Featured Artist 65
E-Trim
Bart Van Eynde
E-Trim can't yet look back on a really long Audiotool career. But that's no reason for not taking a closer look at his nihilistically minimal approach. Whether he is letting off steam in physical Drum and Bass and Neurofunk tracks - in which milieu he obviously feels at home - or groping his way toward minimal Techno, he does both with the same intuition for dark but forceful Club Music.
Interview
Bart Van Eynde Place: Herentals, Belgium Age: 36 Profession: High school Teacher (electrics, mechanics, CAD design, ...), no I'm not the enemy ;)
- Musical Style
- I mainly make bass driven dark drum n' bass and neurofunk, but occasionally I try some other things. Recently I'm also doing some dark minimal techno. The best word to describe my style is "Dark". My goal on Audiotool is to one day make a perfect, pitch black track :)
- Musical Background
- When I was like ten years old I found an acoustic guitar on one of the closets at home. Intrigued by it I grabbed it and a little booklet with chord fingering fell to the floor. Since that day I tortured my fingertips every day learning the chord fingering and trying to make clean chord progressions. At the age of 12 I bought my first electric guitar and amp. A Fender Strat copy and an 80 watt Marshall amp. Years went by playing cover bands until my brother's punkrock band asked me to fill in for one of their guitar players. This interim job had gotten a little out of hand and I became a true band member. Some line-up changes (and new guitars) later we found a good singer which gave us the opportunity play all over Belgium, some gigs in the Netherlands and even France. Gaining local recognition, we even signed an underground Punk-Rock record label. We recorded 2 full Cd's and we even were the opening act for bands like Pennywise, Bad Religion, Rise Against ... In 2013 I quit the band due to lack of time. I felt like I was holding down the band. My father was a big rock fan so I grew up with great bands like Pink Floyd, Uriah Heep, Black Sabbath, Deep Purple etc ... I always listened to Grunge, Rock, Metal and Punkrock/hardcore music and later evolved to listening to Progressive rock and metal (the weird and complicated song structures became my new love). I always hated electronical music ... man ... was I wrong :D
- Started making music
- At the age of 10 I started composing some little tracks on my guitar. As a 12-year-old I composed some more complex guitar tracks (still very basic compared to the sh#t I've composed later). Helped writing 3 full Cd's with my former band (last one I didn't record because I quit).
- On Audiotool
- One day I had to replace a teacher that was on sick-leave. The students of that class didn't had a task so we just started a conversation about music genres and stuff and one of the students showed me Audiotool. At that time I was searching a tool to make drums and synths to make Progressive Rock/Metal myself and it seemed like a cool program. So I started experimenting with the synths and started listening to the published tracks. I learned allot from Infy's tutorials and it was so much fun I never even really came to the part of making Progressive Rock. Spent allot of time experimenting before I published my first track.

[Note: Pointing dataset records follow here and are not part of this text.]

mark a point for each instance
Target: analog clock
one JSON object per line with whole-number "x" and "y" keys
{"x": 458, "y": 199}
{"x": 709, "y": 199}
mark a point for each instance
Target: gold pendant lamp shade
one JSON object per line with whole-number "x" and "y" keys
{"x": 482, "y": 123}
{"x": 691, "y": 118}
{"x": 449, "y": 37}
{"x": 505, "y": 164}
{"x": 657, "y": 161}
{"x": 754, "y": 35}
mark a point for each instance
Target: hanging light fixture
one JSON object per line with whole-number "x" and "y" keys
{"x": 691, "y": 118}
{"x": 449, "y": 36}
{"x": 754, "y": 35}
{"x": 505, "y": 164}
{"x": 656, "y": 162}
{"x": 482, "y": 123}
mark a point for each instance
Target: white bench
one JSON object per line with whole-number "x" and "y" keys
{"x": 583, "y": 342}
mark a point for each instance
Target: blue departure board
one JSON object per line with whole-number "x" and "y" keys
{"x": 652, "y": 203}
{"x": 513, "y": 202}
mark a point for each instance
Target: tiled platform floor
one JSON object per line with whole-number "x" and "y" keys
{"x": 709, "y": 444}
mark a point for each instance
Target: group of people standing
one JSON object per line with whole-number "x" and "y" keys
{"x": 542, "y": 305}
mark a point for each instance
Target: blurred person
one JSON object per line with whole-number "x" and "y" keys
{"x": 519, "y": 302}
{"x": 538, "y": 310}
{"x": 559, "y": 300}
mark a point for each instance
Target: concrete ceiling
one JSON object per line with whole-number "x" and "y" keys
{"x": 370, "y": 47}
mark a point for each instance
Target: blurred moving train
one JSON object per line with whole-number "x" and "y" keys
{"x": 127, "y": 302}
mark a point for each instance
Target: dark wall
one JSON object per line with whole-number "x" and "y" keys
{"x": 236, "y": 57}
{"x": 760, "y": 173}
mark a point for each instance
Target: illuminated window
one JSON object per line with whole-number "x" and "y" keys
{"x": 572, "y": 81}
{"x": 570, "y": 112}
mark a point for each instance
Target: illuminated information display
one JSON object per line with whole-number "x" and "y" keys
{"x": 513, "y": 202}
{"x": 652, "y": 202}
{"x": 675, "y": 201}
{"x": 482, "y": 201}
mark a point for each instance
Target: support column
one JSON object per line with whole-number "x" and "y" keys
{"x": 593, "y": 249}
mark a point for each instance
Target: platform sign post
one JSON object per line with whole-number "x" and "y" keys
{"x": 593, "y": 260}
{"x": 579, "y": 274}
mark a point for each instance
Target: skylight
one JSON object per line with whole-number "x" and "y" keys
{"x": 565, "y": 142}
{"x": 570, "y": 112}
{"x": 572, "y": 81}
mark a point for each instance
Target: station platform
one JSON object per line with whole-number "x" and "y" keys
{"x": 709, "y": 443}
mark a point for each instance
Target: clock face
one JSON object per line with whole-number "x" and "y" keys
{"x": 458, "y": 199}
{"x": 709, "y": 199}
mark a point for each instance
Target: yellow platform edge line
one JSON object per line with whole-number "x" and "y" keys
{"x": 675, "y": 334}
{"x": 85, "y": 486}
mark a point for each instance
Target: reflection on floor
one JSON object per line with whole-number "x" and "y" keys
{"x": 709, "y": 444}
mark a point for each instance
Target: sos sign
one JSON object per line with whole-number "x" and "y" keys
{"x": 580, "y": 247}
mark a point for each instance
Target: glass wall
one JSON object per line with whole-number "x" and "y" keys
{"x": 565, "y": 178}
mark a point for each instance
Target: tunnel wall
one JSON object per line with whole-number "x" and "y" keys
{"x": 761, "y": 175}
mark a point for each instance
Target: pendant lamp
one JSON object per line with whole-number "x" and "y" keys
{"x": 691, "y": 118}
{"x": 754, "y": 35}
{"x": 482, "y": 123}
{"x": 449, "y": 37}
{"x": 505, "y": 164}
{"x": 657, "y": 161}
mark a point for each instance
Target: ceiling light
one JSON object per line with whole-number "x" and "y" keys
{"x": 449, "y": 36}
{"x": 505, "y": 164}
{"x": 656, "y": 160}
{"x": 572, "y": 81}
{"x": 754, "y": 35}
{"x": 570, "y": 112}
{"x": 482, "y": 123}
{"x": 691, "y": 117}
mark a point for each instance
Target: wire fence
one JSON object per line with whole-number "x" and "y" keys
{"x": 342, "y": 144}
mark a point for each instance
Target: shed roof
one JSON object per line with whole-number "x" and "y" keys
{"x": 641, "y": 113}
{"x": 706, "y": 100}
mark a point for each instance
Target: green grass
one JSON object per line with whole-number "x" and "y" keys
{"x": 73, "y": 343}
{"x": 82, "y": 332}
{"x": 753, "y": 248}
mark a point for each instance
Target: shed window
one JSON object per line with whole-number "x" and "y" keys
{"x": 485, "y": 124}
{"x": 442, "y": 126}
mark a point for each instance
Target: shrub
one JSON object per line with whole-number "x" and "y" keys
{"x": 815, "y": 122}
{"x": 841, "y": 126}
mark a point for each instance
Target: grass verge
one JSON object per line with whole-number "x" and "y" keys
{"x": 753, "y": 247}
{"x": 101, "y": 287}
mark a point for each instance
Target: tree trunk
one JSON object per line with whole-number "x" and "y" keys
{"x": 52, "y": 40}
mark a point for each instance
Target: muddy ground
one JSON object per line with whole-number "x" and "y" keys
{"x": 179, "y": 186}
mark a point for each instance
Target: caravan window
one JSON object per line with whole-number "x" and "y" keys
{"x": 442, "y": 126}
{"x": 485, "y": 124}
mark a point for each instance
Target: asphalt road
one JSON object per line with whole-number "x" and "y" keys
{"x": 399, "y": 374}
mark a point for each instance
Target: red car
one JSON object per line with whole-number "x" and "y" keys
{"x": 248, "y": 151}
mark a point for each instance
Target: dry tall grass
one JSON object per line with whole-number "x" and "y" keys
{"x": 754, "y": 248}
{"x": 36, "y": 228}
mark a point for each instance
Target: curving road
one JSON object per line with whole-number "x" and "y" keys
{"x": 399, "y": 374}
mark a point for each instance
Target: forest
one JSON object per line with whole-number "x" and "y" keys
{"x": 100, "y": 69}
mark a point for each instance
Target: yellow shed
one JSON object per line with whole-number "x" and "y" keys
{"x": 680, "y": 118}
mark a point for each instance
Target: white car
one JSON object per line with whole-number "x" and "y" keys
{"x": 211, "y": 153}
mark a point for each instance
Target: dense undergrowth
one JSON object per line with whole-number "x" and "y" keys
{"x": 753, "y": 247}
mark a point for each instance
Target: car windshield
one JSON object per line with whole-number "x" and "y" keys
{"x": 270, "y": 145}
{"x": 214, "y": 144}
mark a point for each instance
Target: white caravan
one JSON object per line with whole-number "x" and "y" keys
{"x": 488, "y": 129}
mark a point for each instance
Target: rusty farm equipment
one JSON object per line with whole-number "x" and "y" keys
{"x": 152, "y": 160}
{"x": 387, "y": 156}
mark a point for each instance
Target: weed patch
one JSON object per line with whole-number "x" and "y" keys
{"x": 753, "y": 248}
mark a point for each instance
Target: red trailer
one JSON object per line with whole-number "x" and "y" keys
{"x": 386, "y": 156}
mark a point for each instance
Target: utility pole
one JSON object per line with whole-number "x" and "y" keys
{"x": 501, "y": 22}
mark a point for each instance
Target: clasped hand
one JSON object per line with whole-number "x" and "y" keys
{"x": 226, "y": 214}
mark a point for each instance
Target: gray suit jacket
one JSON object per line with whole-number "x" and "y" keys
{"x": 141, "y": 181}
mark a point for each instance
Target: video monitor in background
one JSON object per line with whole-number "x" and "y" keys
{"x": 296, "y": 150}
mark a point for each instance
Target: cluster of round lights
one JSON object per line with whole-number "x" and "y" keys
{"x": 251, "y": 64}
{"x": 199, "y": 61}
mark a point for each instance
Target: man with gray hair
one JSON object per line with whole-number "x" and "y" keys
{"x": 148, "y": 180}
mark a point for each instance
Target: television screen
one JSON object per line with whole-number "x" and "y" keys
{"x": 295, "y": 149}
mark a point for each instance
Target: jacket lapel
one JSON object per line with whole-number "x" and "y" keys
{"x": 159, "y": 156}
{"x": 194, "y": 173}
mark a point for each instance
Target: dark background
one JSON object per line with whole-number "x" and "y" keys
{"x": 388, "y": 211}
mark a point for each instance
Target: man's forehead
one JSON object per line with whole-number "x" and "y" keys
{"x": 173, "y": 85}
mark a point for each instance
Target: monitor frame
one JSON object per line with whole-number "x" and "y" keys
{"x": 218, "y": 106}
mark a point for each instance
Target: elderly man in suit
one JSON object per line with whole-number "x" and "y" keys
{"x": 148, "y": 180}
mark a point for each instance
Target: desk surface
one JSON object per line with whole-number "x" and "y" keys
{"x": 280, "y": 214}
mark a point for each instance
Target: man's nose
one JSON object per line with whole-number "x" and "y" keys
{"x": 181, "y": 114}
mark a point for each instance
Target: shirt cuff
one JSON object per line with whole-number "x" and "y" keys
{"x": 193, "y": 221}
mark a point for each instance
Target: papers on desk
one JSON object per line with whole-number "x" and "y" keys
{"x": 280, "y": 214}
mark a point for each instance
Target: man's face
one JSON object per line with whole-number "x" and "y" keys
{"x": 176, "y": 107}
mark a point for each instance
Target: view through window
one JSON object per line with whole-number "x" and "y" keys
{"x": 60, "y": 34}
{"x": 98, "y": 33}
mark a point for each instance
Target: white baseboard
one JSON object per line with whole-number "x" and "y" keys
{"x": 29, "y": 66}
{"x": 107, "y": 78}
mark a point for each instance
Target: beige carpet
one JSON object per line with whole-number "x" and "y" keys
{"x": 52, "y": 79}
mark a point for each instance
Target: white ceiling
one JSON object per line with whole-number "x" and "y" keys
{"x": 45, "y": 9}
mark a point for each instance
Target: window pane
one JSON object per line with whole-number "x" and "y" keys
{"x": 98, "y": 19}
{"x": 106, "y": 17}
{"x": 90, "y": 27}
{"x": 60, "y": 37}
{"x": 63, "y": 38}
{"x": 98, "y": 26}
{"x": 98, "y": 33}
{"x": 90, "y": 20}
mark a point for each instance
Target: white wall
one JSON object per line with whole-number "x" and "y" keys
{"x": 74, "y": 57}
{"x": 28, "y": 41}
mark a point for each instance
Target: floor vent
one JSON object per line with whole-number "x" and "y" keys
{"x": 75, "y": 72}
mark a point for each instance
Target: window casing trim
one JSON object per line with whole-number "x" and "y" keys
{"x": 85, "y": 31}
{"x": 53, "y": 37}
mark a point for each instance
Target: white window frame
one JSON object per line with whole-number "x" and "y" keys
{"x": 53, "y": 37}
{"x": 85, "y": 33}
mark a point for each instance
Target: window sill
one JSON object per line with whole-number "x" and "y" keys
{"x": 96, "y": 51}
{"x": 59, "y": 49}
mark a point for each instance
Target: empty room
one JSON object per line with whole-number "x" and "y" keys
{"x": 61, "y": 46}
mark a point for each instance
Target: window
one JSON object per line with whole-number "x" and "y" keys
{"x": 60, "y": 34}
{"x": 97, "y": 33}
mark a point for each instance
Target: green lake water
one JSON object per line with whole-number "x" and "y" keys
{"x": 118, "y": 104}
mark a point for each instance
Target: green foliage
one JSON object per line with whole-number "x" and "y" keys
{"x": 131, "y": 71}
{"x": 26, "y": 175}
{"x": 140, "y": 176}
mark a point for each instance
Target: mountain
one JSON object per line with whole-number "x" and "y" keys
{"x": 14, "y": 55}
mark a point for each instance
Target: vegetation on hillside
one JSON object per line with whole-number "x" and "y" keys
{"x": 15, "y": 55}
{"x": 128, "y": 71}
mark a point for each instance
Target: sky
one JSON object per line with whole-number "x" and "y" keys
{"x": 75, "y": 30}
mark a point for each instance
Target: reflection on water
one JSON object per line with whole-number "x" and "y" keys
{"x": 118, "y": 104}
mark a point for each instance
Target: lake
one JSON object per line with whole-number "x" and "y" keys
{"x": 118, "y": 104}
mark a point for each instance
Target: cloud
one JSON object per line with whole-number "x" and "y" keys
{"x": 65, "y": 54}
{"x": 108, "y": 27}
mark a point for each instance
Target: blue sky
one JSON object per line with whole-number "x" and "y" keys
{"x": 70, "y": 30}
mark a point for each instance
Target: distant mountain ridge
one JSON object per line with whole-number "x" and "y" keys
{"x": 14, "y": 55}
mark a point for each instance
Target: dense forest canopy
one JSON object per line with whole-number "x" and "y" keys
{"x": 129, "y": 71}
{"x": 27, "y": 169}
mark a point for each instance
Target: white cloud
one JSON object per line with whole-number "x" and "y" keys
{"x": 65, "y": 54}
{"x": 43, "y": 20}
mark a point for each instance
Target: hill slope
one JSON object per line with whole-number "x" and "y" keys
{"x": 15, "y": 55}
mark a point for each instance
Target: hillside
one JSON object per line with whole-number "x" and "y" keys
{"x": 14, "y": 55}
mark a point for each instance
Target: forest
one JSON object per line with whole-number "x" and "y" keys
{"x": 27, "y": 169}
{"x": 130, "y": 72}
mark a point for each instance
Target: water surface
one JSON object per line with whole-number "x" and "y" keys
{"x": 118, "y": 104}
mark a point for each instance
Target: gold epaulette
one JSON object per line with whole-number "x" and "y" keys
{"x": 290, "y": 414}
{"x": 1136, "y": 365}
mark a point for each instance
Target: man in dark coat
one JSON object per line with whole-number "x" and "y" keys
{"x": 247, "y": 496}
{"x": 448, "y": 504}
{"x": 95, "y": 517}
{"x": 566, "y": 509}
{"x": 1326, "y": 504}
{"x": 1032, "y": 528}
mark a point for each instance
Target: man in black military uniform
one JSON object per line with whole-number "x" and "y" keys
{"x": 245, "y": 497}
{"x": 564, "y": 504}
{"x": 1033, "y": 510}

- Message to the community
- Good music always comes from the heart and there's no better way to do it with a (FREE) program that's build from the heart. I never used any other DAWs so I can't compare, but until now I always could make what I wanted to make. Sure there is some lag involved, but I blame my laptop for that ... not Audiotool :) My advise to everyone is to make music for yourself and don't care to much about followers, favs and stuff. Sure it is nice and flattering but use this community to learn and share. Make friends, give real critique, collaborate, don't rush into making that next track. Make a track the best you can and then on a beautiful day u get featured ;) Thanks to all Audiotoolers that have supported me during my journey. This feature has happened because of y'all. Thanks allot Audiotool-crew for giving me an outlet to express my (mostly dark) feelings and spread it on this awesome community. And a big thank you for featuring me. I never thought it would happen to me.